Based on separate WTO decisions on aircraft subsidies, the countermeasures bring the EU equal footing with the U.S., according to the EC. Along with the 15-percent duties on aircraft, the European measures include tariffs of 25 percent on a range of agricultural and industrial products imported from the U.S.
In a parallel case related to Airbus, the WTO allowed the U.S. in October 2019 to impose countermeasures against European exports worth up to $7.5 billion. The trade body based the amount on an appellate body decision in 2018 that had found that the EU and its member states had not fully complied with previous WTO rulings relating to repayable launch investment for the A350 and A380 programs.
Although officials from the U.S. and the EU have each voiced their desire to reach a negotiated settlement, former European Union trade commissioner Phil Hogan warned in July of an escalation of the trade war between the EU and the U.S. after he said Washington had rejected overtures to settle the dispute. The salvo followed an increase in March of U.S. duties on Airbus jets and European airplane parts from 10 to 15 percent.
That same month Airbus agreed with the governments of France and Spain to make amendments to the A350 launch investment contracts in an effort to finally settle the 16-year dispute.
Meanwhile, at the behest of Boeing, the state of Washington rescinded tax breaks introduced more than a decade and a half ago and renewed in 2013 to attract 777X wing production to the state.

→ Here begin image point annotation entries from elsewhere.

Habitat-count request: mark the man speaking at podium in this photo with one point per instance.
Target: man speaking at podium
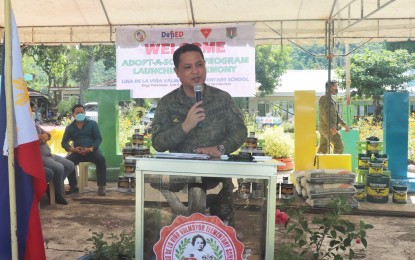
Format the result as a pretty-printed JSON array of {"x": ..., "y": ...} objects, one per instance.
[{"x": 214, "y": 125}]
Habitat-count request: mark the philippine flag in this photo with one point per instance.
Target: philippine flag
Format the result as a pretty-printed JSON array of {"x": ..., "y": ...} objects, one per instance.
[{"x": 29, "y": 173}]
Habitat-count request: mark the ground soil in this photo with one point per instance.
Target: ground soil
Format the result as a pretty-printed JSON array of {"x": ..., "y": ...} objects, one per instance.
[{"x": 67, "y": 228}]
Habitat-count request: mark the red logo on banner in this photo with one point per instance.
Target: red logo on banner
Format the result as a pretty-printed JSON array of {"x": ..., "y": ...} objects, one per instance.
[
  {"x": 198, "y": 237},
  {"x": 206, "y": 32}
]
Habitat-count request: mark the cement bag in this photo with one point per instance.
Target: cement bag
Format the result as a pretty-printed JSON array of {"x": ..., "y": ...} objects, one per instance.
[
  {"x": 304, "y": 182},
  {"x": 304, "y": 193},
  {"x": 323, "y": 202},
  {"x": 327, "y": 190},
  {"x": 298, "y": 185},
  {"x": 330, "y": 176}
]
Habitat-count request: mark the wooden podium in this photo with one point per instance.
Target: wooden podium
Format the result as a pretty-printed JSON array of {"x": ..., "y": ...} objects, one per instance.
[{"x": 147, "y": 168}]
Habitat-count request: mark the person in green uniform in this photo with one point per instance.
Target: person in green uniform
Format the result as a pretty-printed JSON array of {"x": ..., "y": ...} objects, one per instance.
[
  {"x": 329, "y": 121},
  {"x": 213, "y": 126}
]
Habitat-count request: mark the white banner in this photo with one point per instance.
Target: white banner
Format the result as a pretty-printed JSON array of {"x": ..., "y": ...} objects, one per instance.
[{"x": 145, "y": 58}]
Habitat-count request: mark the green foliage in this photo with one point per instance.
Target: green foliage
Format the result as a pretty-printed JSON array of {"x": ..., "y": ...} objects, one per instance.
[
  {"x": 129, "y": 120},
  {"x": 270, "y": 64},
  {"x": 411, "y": 138},
  {"x": 39, "y": 76},
  {"x": 288, "y": 127},
  {"x": 113, "y": 246},
  {"x": 52, "y": 60},
  {"x": 65, "y": 106},
  {"x": 311, "y": 58},
  {"x": 106, "y": 54},
  {"x": 249, "y": 120},
  {"x": 277, "y": 143},
  {"x": 287, "y": 252},
  {"x": 375, "y": 72},
  {"x": 102, "y": 75},
  {"x": 406, "y": 45},
  {"x": 328, "y": 230}
]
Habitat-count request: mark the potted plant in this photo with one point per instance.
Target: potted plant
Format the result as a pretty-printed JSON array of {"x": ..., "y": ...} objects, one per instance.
[{"x": 280, "y": 146}]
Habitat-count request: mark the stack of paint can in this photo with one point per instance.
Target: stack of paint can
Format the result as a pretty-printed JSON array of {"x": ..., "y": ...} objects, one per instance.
[
  {"x": 377, "y": 177},
  {"x": 136, "y": 148}
]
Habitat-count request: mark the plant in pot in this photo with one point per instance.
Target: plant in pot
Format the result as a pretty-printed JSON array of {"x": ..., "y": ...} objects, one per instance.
[{"x": 280, "y": 146}]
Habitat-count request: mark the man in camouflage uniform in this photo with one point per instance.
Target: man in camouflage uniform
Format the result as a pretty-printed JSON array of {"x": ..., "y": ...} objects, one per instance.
[
  {"x": 329, "y": 121},
  {"x": 213, "y": 126}
]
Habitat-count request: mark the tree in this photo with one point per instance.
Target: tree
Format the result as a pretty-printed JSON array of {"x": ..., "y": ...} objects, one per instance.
[
  {"x": 407, "y": 45},
  {"x": 270, "y": 64},
  {"x": 373, "y": 73},
  {"x": 52, "y": 60}
]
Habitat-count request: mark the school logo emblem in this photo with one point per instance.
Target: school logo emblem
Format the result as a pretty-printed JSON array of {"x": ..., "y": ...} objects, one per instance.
[
  {"x": 198, "y": 237},
  {"x": 231, "y": 32},
  {"x": 206, "y": 32},
  {"x": 140, "y": 35}
]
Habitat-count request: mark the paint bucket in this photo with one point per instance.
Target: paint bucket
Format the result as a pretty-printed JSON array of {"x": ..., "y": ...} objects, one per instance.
[
  {"x": 132, "y": 184},
  {"x": 129, "y": 167},
  {"x": 127, "y": 151},
  {"x": 375, "y": 166},
  {"x": 363, "y": 161},
  {"x": 377, "y": 188},
  {"x": 384, "y": 158},
  {"x": 258, "y": 189},
  {"x": 287, "y": 191},
  {"x": 244, "y": 189},
  {"x": 123, "y": 184},
  {"x": 138, "y": 139},
  {"x": 399, "y": 194},
  {"x": 360, "y": 194}
]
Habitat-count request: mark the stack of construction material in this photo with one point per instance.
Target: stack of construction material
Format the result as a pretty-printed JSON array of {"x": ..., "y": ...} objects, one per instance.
[{"x": 319, "y": 186}]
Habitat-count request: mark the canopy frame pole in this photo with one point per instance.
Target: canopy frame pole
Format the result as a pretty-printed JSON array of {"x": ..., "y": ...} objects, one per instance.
[{"x": 8, "y": 68}]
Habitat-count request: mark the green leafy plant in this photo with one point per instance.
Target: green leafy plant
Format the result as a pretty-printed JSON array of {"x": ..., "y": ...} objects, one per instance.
[
  {"x": 113, "y": 246},
  {"x": 369, "y": 126},
  {"x": 329, "y": 231},
  {"x": 129, "y": 120}
]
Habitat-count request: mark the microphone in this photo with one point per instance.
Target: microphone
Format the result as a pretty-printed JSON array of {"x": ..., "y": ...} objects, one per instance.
[{"x": 198, "y": 95}]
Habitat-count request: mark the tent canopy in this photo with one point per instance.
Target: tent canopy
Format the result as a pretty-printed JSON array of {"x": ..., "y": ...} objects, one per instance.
[{"x": 276, "y": 21}]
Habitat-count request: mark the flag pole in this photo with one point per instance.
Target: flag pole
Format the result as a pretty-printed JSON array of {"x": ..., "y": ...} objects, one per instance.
[{"x": 10, "y": 126}]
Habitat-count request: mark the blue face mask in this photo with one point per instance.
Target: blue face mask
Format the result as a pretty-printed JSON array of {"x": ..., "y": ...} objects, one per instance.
[{"x": 80, "y": 117}]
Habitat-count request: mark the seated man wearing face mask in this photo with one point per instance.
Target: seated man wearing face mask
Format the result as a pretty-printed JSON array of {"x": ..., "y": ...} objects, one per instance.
[
  {"x": 329, "y": 120},
  {"x": 86, "y": 138}
]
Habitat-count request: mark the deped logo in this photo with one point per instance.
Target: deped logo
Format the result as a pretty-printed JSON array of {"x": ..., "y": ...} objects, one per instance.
[{"x": 172, "y": 34}]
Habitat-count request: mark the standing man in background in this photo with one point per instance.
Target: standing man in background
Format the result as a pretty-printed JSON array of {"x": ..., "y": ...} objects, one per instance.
[
  {"x": 329, "y": 121},
  {"x": 86, "y": 138},
  {"x": 213, "y": 126}
]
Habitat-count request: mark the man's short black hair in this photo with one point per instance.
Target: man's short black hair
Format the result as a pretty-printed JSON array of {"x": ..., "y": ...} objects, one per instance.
[
  {"x": 332, "y": 82},
  {"x": 183, "y": 49},
  {"x": 76, "y": 106}
]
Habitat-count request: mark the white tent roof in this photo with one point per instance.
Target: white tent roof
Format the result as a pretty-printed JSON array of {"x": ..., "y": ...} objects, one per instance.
[{"x": 276, "y": 21}]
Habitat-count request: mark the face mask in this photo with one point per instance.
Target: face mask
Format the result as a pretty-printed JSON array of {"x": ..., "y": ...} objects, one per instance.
[{"x": 80, "y": 117}]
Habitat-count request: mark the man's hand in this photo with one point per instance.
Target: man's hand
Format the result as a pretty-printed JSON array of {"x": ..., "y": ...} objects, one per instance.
[
  {"x": 194, "y": 116},
  {"x": 347, "y": 128},
  {"x": 77, "y": 149},
  {"x": 212, "y": 151},
  {"x": 43, "y": 138},
  {"x": 86, "y": 150}
]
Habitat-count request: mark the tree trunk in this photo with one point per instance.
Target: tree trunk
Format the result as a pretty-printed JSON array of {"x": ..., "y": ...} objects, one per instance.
[
  {"x": 377, "y": 109},
  {"x": 84, "y": 84}
]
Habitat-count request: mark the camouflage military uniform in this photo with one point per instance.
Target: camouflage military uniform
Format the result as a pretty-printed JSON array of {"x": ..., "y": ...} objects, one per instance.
[
  {"x": 327, "y": 107},
  {"x": 223, "y": 125}
]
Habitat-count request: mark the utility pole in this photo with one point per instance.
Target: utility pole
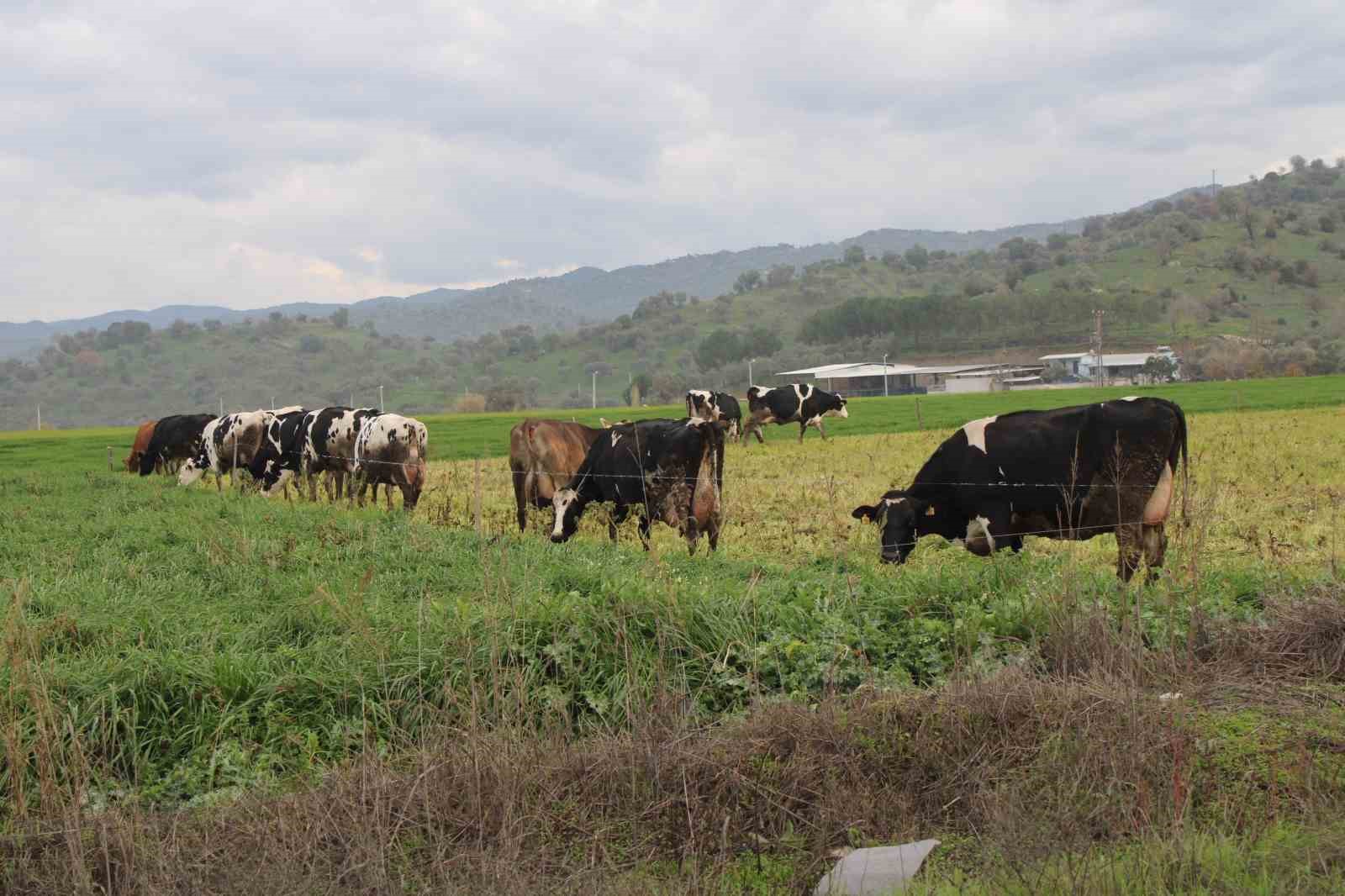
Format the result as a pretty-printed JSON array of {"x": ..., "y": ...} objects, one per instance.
[{"x": 1100, "y": 370}]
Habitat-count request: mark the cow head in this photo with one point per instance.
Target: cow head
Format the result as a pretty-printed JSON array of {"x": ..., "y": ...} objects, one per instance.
[
  {"x": 195, "y": 467},
  {"x": 900, "y": 519},
  {"x": 701, "y": 403},
  {"x": 569, "y": 508}
]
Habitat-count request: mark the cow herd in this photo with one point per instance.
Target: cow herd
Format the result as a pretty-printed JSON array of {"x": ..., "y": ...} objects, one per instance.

For its part, Boeing insisted the tax break repeal by Washington state should have removed any basis for the WTO’s most recent ruling. “We are disappointed that Airbus and the EU continue to seek to impose tariffs on U.S. companies and their workers based on a tax provision that has been fully and verifiably repealed,” Boeing said in a statement last month. “Boeing supported repeal of the Washington state tax provision because complying with WTO rulings is the right thing to do, even though it was costly and came at a difficult time for our company and the industry. As the U.S. Trade Representative has said, ‘There is no valid basis for the EU to retaliate against any U.S. goods,’ given the repeal of that tax provision.”